Celebrating the C&O Canal and Its Workers
By Nancy Spannaus
June 18, 2018—This post is inspired by the event you see in the picture—a performance of Songs of the Canal and the Sea by an ensemble from the Washington Revels , a very talented musical troupe, on Sunday June 17 at the Great Falls National Park (on the Maryland side). The repertoire varied from songs written for the Chesapeake and Ohio (C&O) Canal itself and the Erie Canal, to songs from the many Irish immigrants who were among those who worked to build both those canals, to a few songs of the sea. The music was performed with gusto, delightful harmony, and equally spirited audience participation.
The C&O Canal should hold a special place in our study of the American economic growth, as it was, in various forms, a project closely connected with the American System. George Washington’s plans for making the Potomac River navigable to the West were based on his desire to “draw lands west of the Allegheny Mountains into the United States and “…bind those people to us by a chain which never can be broken.” While he didn’t succeed in his larger scheme, his Patowmack Company did build five small canals around five falls in the lower Potomac area, including Great Falls. These canals functioned to transport grain, whiskey, iron and other products down to Washington city. Washington is reported to have frequently raised a glass with the words, “Success to the navigation of the Potomac!”
The Patowmack Company folded in 1828, and ceded its assets and liabilities to the C&O Canal Company.

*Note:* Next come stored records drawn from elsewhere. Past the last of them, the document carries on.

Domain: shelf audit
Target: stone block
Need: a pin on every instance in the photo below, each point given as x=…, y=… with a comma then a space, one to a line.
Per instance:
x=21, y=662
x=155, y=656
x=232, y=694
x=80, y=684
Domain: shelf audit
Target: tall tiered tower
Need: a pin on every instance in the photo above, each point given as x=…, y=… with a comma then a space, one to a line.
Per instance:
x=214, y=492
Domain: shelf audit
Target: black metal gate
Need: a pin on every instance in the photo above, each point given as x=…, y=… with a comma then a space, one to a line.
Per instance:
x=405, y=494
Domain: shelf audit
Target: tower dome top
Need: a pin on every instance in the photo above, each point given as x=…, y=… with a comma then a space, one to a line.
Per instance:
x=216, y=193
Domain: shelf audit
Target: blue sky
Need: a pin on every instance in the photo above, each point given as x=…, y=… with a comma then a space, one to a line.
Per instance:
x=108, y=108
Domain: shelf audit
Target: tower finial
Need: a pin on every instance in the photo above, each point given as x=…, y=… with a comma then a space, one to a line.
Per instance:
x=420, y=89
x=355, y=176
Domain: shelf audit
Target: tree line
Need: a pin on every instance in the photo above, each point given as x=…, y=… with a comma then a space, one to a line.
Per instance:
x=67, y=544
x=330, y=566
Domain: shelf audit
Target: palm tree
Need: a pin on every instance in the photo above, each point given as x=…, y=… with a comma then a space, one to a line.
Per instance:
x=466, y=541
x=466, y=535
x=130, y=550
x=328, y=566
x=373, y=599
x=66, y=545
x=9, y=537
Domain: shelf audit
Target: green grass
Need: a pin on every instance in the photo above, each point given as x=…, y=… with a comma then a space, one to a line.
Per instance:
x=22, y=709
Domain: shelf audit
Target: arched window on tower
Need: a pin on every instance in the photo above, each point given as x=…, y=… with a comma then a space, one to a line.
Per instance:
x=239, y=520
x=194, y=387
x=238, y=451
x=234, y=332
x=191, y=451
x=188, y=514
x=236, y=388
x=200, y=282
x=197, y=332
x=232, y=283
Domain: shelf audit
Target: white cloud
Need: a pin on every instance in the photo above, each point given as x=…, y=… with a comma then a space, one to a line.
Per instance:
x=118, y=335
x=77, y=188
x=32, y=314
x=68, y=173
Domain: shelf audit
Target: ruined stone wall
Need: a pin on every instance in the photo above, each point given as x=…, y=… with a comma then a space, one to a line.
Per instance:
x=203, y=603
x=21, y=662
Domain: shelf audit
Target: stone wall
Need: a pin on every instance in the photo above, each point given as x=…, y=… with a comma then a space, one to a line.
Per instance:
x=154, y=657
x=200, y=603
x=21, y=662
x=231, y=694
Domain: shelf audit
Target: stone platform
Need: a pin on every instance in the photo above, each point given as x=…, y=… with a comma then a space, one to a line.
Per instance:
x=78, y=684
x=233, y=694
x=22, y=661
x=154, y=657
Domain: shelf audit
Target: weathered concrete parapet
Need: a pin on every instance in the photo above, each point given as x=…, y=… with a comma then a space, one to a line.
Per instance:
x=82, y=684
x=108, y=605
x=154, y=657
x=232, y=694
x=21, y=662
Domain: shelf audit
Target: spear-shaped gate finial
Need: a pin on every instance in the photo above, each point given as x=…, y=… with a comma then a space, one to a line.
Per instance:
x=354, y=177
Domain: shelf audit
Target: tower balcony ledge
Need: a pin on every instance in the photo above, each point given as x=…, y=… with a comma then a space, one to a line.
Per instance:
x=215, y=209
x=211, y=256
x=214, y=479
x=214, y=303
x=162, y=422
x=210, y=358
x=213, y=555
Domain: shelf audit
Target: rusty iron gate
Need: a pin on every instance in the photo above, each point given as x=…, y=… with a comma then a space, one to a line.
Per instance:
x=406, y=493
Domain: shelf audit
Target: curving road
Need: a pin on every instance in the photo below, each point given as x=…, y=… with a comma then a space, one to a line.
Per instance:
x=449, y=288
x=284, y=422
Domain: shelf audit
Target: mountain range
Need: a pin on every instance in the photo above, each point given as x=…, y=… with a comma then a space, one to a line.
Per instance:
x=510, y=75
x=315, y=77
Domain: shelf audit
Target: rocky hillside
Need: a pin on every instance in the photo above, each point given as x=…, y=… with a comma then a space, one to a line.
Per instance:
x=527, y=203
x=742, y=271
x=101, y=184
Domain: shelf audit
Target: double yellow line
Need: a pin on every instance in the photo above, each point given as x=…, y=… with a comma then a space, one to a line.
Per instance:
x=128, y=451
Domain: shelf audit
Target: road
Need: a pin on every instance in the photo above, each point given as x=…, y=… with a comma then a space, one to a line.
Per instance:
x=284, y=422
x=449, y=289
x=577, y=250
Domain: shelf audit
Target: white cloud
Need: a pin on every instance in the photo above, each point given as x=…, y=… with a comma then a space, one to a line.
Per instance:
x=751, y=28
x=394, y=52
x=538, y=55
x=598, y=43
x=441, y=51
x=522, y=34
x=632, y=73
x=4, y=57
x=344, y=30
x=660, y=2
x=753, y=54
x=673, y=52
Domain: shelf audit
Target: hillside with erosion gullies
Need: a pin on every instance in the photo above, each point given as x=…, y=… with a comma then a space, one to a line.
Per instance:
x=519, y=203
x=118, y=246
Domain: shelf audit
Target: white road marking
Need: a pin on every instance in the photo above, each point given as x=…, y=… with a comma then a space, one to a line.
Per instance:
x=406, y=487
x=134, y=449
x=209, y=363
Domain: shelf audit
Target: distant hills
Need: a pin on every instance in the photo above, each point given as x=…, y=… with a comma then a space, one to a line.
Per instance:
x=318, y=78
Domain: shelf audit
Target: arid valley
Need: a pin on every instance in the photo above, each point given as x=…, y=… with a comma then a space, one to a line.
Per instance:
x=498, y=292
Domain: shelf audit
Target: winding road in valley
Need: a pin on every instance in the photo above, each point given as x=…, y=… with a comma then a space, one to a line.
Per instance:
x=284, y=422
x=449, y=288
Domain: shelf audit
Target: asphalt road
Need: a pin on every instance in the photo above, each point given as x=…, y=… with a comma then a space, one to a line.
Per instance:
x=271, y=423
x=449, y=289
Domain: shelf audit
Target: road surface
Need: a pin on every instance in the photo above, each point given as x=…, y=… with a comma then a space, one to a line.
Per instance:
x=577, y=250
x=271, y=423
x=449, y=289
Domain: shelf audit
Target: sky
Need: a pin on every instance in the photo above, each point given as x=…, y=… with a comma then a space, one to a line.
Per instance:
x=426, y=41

That enterprise broke ground on July 4, 1828, with President John Quincy Adams, one of our nation’s most vigorous proponents of the American System, turning the dirt for construction to begin. The story of how that key infrastructure project got underway can be found in a previous story on this blog.
The C&O Canal was in operation from 1831 to 1924. In addition to its economic functions, it served as a critical lifeline for Union troops during the Civil War. Confederate efforts to permanently shut the canal failed. Among the targets which survived is the Monocacy Aqueduct pictured here, a beautiful and nationally renowned structure supervised by Benjamin Wright, the chief engineer for the C&O and the Erie Canal. While I do not know whether President Lincoln ever travelled on the Canal, he surely understood its importance to fulfilling his commitment to save the Union.
A National Park
After the Canal went out of operation in 1924, it soon became the object of citizen efforts to preserve it as a national park. By then it was the property of the B&O Railroad, which had bought it in 1889, and was in danger of being sold off to private investors. In 1938, under President Roosevelt’s direction, that danger was averted when the Reconstruction Finance Corporation purchased the Canal property for $2 million. According to the Canal Trust, the RFC then proceeded to hire workers from the Civilian Conservation Corps (CCC) to desilt and beautify the canal from Georgetown to Great Falls for the purposes of public recreation. The CCC selected an African-American company, which put 400 young men to work for four years doing the work.
The FDR administration’s original plan involved building a Memorial Parkway west on the park lands, but this idea was eventually shelved through the aggressive leadership of Supreme Court Justice William O. Douglas, who waged a vigorous campaign for a park. It wasn’t until 1971 that President Nixon signed the legislation designating the C&O Canal property a National Historic Park.
A visit to the park features spectacular views of the Falls, of which this picture, taken by me as we traversed the overlooks last Sunday, is a small sample. The park also offers a canal boat ride on the Charles F. Mercer (named after the Virginia political leader who served as the first President of the C&O Canal), when water levels permit. Currently, construction projects at the Park have put that feature on hold.
As beautiful as this historic park is, I cannot help but regret that our current generation has yet to create great projects of national infrastructure which future generations can celebrate. The C&O Canal National Park should not evoke nostalgia, but rekindle our commitment to meet the challenges of our day with the transportation technologies of the future.